Pai pela primeira vez aos 42 anos, Alejandro Zambra reflete sobre o nascimento e o crescimento do seu filho em Literatura Infantil: Cartas ao Filho (Companhia das Letras, 2024). Ao longo de uma série de contos e textos autobiográficos, o autor cria uma espécie de diário de paternidade para narrar um mundo que uma criança esquecerá, diferente do pai que se torna outra pessoa. "Com você no colo, vejo pela primeira vez, na parede, a sombra que formamos juntos. Você tem vinte minutos de vida."

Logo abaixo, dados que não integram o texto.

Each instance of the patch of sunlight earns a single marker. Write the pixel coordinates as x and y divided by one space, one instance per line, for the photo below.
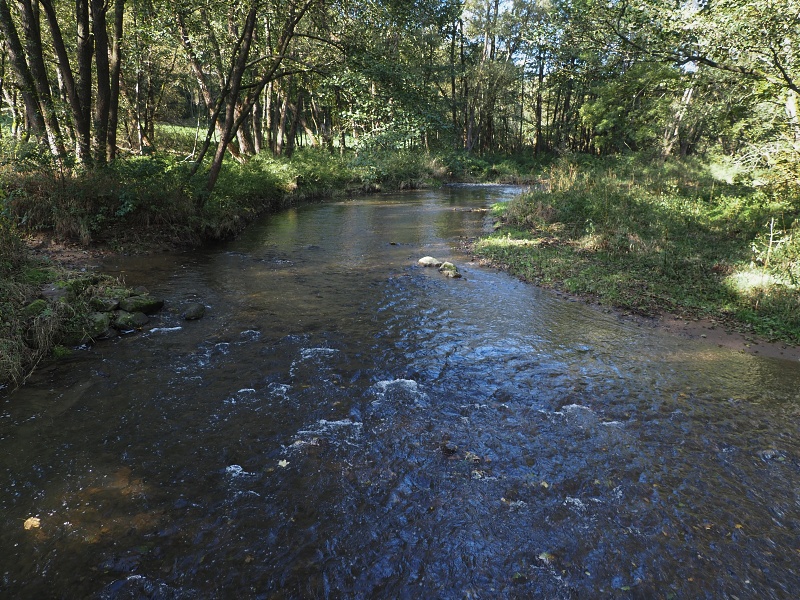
508 242
725 170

Diferente de outros livros sobre a paternidade, Literatura Infantil: Cartas ao Filho é uma obra profunda, carregada de afetos, dúvidas e reflexões sobre a transformação da vida. Há também um questionamento constante sobre o papel da literatura na vida real. O título Literatura Infantil é irônico, ou talvez provocativo: não se trata de um livro para crianças, mas de um livro sobre crescer — como pai, como filho, como ser humano. "Na tradição literária, abundam as cartas ao pai, mas as cartas ao filho são muito mais escassas. (…)"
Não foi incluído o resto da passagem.